等級1は、数百年に一度程度発生する地震力に対して倒壊・崩壊しないことなどを想定した基準で、等級3はその1.5倍の地震力を基準とします。ただし、耐震等級は「どの震度でも無傷」「大地震後も必ず補修なしで住める」ことを保証する表示ではありません。実際の被害は、地震動の周期や継続時間、地盤、基礎、施工状態、家具の固定状況などにも左右されます。
消防署や警察署などの防災拠点に求められる耐震性の説明で等級3が引き合いに出されることがありますが、公共建築物には用途や重要度に応じた独自の設計条件もあります。そのため、住宅の耐震等級3と、すべての消防署・警察署の性能が完全に同一という意味ではありません。ここでは、住宅性能表示制度上の最高等級と理解するのが正確です。
さらに積水ハウスが凄いのは、単に計算上の等級をクリアしているだけでなく、実際に阪神・淡路大震災や東日本大震災クラスの巨大な揺れ(時にはそれを超えるエネルギー)を再現した実物大の振動実験を、自社の施設で繰り返し行っている点です。
また、積水ハウスは公式サイトにおいて、阪神・淡路大震災、東日本大震災、熊本地震の被害エリアにあった同社住宅について、地盤移動および津波によるものを除き「全壊・半壊ゼロ」だったと公表しています。これは「過去に発生したあらゆる地震で、すべての積水ハウス住宅が無被害だった」という意味ではなく、公表対象となっている三つの震災と集計条件に基づく実績です。

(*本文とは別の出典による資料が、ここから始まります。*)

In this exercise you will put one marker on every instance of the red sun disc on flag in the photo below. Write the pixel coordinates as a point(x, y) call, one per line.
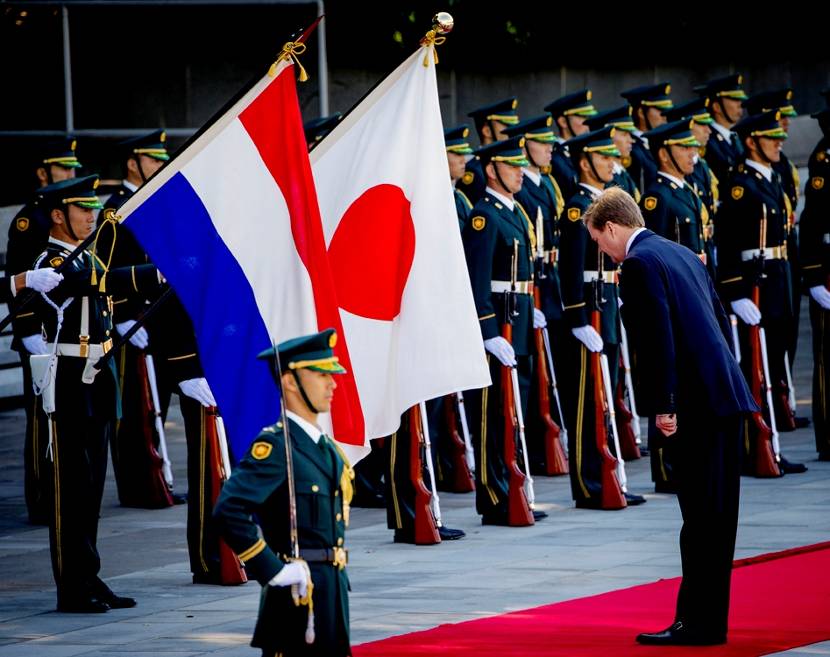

建物には全壊・半壊に至らなくても、内外装や設備などに補修が必要な損傷が生じる可能性があります。それでも、実物大実験に加えて実際の震災における調査結果が示されていることは、私たち施主にとって、理論だけではない大きな安心材料になると感じます。
地震の揺れを抑える「シーカス」
高い耐震性を基本とした上で、積水ハウスの軽量鉄骨住宅(1・2階建て)には、もう一つの安全技術として制震構造「シーカス」が標準採用されています。ただし、地域・敷地・建物条件やプランによって採用できない場合があります。
それが、地震の「揺れそのもの」を吸収し、建物の変形を抑制する独自の制震システム「シーカス(SHEQAS)」です。
ここが少しややこしいのですが、「耐震」と「制震」は目的が異なります。
耐震と制震の違い
耐震:建物の骨組み自体の強度や剛性を確保し、地震の力に「耐える」考え方です。主に倒壊・崩壊を防ぎ、人命を守ることを目的とします。積水ハウスは鉄骨・木造とも耐震等級3を標準とする設計を掲げていますが、個別条件は確認が必要です。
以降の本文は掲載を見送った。